U.S. vs. China: Technological Confrontation Escalates

U.S. vs. China: Technological Confrontation Escalates
Photo: pexels.com 20.10.2022 260

The U.S. has expanded restrictions on semiconductor exports to China. Maria Belyaeva, an expert at the BRICS Antitrust Centre, explains what the new restrictions concern and marks the beginning of a new phase of confrontation between the countries. 

New measures limiting exports to China of high-tech products and equipment for their production, recently adopted by the U.S., became one of the most radical steps in the technological confrontation between the two powers. 

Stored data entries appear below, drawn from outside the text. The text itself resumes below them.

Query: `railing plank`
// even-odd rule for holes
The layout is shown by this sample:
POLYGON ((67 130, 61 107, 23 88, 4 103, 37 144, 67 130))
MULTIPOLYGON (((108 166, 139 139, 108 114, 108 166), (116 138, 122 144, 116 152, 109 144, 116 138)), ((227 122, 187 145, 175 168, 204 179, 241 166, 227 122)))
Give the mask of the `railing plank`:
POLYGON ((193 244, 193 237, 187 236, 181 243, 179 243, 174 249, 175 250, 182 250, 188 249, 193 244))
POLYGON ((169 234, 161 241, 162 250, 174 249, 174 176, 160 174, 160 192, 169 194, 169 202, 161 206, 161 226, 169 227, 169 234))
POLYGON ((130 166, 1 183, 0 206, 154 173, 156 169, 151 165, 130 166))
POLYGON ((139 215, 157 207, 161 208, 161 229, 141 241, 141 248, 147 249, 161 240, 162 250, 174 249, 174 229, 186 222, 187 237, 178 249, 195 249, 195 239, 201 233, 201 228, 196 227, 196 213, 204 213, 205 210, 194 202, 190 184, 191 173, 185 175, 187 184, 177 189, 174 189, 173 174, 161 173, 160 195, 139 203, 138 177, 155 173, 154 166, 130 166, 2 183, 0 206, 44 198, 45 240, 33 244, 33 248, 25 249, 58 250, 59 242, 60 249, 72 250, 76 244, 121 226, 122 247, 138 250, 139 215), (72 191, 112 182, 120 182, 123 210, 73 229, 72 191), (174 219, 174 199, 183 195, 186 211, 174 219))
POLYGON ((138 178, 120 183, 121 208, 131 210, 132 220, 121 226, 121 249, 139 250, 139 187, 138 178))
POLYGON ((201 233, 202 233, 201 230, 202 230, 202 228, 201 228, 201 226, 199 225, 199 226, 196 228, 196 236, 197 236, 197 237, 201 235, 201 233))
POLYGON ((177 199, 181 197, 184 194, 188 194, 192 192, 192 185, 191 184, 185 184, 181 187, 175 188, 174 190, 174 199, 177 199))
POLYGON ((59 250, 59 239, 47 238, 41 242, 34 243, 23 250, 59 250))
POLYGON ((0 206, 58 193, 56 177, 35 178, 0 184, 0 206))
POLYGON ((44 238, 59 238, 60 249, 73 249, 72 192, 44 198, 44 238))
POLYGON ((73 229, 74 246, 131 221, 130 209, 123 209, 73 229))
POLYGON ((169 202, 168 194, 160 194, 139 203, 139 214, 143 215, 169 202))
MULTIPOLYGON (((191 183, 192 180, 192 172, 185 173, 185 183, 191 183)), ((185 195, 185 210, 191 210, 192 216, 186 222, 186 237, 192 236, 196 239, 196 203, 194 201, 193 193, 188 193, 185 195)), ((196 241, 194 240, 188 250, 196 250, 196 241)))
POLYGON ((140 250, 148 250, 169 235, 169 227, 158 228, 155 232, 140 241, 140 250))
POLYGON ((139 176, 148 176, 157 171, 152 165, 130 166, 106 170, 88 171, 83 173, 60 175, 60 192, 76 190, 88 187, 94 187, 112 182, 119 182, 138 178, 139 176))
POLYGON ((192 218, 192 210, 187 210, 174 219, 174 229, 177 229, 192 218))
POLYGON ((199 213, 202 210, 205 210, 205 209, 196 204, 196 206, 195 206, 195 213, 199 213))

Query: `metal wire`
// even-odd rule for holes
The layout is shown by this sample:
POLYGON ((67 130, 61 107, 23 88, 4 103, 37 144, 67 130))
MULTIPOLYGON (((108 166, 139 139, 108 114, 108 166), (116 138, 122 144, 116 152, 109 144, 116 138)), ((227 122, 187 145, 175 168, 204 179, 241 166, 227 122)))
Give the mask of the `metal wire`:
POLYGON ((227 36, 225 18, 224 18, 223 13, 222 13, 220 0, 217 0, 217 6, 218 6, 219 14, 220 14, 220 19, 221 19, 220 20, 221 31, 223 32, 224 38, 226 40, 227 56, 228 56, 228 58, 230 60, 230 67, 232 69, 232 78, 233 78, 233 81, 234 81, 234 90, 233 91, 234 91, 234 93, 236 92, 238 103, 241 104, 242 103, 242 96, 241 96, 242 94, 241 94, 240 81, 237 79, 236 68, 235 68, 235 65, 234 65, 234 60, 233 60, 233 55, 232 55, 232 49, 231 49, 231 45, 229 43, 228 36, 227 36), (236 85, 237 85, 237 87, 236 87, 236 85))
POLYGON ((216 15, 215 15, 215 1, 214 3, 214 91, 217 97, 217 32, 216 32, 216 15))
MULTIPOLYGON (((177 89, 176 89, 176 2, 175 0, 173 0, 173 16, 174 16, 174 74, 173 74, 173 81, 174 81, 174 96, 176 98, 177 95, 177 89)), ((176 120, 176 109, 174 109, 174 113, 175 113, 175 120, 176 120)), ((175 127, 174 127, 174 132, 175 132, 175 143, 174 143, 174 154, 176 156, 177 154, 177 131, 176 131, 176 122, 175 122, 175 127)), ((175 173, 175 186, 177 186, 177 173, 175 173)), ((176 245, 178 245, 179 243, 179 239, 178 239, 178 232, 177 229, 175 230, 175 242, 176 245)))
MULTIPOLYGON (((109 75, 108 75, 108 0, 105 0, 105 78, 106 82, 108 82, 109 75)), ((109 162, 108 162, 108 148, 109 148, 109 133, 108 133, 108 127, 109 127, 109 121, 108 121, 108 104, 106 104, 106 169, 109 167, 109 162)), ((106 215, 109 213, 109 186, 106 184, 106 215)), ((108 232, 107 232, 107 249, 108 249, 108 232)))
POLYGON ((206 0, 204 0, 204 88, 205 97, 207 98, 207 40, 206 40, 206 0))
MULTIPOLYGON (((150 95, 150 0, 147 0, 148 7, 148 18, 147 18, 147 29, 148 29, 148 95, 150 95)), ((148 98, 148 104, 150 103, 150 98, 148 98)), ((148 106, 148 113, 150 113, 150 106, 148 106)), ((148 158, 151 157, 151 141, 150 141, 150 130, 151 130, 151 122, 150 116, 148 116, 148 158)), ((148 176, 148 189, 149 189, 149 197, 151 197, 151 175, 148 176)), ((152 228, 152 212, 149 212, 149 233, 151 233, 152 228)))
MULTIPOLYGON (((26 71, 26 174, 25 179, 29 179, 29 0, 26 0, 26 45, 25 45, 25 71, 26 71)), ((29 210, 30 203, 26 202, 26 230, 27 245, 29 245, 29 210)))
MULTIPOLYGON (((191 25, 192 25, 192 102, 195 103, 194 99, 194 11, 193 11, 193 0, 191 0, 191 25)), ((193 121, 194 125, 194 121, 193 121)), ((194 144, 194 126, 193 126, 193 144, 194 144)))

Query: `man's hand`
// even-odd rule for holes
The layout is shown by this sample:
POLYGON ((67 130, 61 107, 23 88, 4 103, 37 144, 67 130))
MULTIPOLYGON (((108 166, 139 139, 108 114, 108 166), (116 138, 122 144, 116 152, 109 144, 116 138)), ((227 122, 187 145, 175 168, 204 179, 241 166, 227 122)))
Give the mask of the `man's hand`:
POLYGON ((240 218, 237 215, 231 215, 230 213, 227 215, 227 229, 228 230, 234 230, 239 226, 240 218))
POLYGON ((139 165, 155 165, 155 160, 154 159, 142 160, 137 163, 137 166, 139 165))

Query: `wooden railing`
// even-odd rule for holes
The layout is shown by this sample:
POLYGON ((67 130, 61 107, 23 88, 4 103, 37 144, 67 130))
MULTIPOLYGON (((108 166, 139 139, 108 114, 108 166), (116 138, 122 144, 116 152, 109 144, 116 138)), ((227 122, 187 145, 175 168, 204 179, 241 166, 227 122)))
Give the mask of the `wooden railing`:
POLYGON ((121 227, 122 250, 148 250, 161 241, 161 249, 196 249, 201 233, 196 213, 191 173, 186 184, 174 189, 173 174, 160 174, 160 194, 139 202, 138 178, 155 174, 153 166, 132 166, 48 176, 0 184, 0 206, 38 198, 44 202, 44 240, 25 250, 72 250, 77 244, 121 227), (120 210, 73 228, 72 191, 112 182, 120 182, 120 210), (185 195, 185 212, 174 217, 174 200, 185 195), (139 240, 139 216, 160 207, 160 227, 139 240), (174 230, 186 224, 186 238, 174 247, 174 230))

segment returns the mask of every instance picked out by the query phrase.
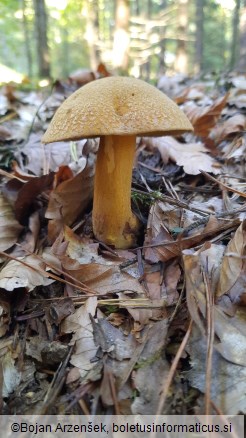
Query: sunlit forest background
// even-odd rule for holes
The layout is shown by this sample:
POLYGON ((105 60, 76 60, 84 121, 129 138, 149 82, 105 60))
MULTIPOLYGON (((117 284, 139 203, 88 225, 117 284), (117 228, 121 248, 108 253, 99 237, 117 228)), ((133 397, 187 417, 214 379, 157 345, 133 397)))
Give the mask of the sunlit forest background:
POLYGON ((246 0, 0 0, 0 41, 2 82, 9 69, 55 79, 100 62, 150 81, 243 71, 246 0))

Restrictions on the U.S. side began under Trump, who blocked supplies for Huawei - since then, the list of undesirable counterparties has only expanded. In addition, previously the United States was only concerned about the use of chips and microchips for military purposes, but the latest measures already apply to all industries that use AI and supercomputers. 

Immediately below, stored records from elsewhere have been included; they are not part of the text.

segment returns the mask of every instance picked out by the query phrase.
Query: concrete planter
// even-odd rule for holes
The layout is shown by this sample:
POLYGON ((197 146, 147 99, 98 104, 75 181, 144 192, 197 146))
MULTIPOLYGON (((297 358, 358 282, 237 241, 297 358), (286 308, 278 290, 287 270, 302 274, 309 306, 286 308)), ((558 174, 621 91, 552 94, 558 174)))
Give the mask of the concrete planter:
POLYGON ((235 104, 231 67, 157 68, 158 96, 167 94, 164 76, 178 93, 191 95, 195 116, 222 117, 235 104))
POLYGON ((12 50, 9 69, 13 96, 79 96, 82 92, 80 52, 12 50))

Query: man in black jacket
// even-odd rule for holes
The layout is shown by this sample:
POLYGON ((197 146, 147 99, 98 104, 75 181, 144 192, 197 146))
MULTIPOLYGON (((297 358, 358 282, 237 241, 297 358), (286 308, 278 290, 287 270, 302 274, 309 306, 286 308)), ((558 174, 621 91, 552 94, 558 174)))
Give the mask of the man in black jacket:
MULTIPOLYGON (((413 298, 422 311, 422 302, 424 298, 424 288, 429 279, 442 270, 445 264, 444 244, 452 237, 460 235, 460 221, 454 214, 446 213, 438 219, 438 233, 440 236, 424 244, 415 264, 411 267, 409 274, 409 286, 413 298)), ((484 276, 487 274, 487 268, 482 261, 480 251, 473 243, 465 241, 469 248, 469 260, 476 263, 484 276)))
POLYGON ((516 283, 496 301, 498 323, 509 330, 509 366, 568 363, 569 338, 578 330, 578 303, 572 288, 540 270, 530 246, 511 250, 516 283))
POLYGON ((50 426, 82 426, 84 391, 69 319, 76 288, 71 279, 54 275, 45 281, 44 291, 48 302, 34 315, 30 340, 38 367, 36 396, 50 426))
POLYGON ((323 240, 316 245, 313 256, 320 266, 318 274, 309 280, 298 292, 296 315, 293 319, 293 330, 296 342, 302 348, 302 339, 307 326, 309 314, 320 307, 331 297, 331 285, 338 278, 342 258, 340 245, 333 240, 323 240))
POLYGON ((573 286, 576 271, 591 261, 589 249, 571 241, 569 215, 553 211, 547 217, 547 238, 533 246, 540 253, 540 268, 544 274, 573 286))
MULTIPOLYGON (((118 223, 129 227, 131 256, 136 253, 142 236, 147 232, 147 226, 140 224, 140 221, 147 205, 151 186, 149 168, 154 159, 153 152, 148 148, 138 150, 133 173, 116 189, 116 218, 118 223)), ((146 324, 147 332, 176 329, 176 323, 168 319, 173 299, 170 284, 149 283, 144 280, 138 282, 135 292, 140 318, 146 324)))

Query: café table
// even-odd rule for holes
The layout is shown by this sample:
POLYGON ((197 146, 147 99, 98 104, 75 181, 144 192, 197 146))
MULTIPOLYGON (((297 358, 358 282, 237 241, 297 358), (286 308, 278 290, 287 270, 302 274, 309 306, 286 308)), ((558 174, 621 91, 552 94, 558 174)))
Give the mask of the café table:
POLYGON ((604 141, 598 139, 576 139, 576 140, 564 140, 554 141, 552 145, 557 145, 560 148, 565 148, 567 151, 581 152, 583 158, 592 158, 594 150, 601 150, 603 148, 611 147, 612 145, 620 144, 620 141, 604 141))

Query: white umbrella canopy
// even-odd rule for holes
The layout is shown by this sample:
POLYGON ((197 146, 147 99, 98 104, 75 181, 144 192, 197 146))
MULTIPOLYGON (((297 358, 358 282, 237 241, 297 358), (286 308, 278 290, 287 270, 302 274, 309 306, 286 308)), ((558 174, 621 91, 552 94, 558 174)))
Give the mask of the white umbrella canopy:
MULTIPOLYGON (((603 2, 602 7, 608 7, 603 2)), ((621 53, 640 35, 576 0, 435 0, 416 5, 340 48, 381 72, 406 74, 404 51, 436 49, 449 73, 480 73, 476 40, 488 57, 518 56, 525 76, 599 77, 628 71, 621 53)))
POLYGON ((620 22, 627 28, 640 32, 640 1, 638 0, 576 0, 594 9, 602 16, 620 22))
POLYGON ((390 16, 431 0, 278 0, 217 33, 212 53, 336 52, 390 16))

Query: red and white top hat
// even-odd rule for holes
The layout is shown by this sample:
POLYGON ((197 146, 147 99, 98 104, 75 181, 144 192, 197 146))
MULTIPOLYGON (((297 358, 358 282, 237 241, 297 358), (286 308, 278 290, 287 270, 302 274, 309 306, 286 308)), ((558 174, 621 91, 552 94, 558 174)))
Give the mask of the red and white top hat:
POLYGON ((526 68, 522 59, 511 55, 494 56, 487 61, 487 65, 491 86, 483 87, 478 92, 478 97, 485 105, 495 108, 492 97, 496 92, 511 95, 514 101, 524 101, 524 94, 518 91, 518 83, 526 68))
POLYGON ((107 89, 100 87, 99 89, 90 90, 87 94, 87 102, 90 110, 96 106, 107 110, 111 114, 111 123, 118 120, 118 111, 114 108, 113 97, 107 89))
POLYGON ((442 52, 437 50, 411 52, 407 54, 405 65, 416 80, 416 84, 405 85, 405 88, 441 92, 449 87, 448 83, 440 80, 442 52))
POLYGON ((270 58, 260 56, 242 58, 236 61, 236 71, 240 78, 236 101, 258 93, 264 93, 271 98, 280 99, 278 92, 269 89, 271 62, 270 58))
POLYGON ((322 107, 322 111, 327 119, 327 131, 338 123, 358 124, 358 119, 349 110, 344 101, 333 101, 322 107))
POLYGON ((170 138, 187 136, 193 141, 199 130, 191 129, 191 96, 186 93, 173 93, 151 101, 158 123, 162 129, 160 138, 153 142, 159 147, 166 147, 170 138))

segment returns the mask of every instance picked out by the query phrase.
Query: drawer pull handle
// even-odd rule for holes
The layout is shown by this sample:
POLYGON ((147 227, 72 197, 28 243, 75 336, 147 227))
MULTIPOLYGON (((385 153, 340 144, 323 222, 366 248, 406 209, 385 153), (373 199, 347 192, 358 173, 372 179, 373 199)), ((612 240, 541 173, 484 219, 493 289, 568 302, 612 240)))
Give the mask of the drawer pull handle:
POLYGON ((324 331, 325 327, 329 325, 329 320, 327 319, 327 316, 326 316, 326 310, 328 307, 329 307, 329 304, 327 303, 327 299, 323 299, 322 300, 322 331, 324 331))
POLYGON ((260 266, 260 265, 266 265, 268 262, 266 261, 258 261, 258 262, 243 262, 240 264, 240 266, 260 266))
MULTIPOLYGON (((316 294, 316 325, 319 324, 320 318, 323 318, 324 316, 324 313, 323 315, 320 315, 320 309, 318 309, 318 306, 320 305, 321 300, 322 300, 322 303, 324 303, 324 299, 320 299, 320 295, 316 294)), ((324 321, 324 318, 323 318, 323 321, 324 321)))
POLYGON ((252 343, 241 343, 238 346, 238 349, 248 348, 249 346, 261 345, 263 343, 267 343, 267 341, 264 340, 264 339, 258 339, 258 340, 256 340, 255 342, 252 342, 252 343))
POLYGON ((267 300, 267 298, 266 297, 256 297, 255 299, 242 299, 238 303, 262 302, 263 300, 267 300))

We are witnessing an escalation of the so-called "technological cold war," and it is obvious that the United States is willing to limit Chinese capacity even to its own detriment — China is the largest market for leading American manufacturers. The confrontation is already taking on an ideological dimension: the U.S. states that the goal is to "level the playing field," while China calls the innovation a "violation of trade policy" and an increase in American "technological hegemony. Through the new measures, the U.S. is also testing the political landscape: it is calling for a halt to shipments to China of all countries exporting U.S. equipment in an attempt to form a sanctions bloc.

Particularly interesting is that the restrictions affect not only goods, but also human capacity: companies supplying U.S. equipment must prohibit their U.S. citizen employees from providing service to Chinese customers — reportedly under threat of revocation of citizenship. The measures, however, are not uncompromising and involve obtaining licenses to export to China. The Taiwanese company TSMC (more than 50% of the global market), as well as South Korean manufacturers Samsung and SK Hynix, for example, have already received one-year permits.

Although the impact on Chinese production will be significant, the U.S. move only further exposes the problem of supply chain vulnerabilities. On Oct. 16, speaking at the opening of the 20th Congress of the Chinese Communist Party, General Secretary Xi Jinping, who had previously stressed the importance of developing our own technology, included in the national goals until 2035 the goal of "joining the ranks of the world's most innovative countries with strong sovereignty and strength in the science and technology field." 

So the restriction, designed to "set China back decades in development," will undoubtedly encourage the country to be more active in the development of its own production and accelerate the achievement of its technological independence.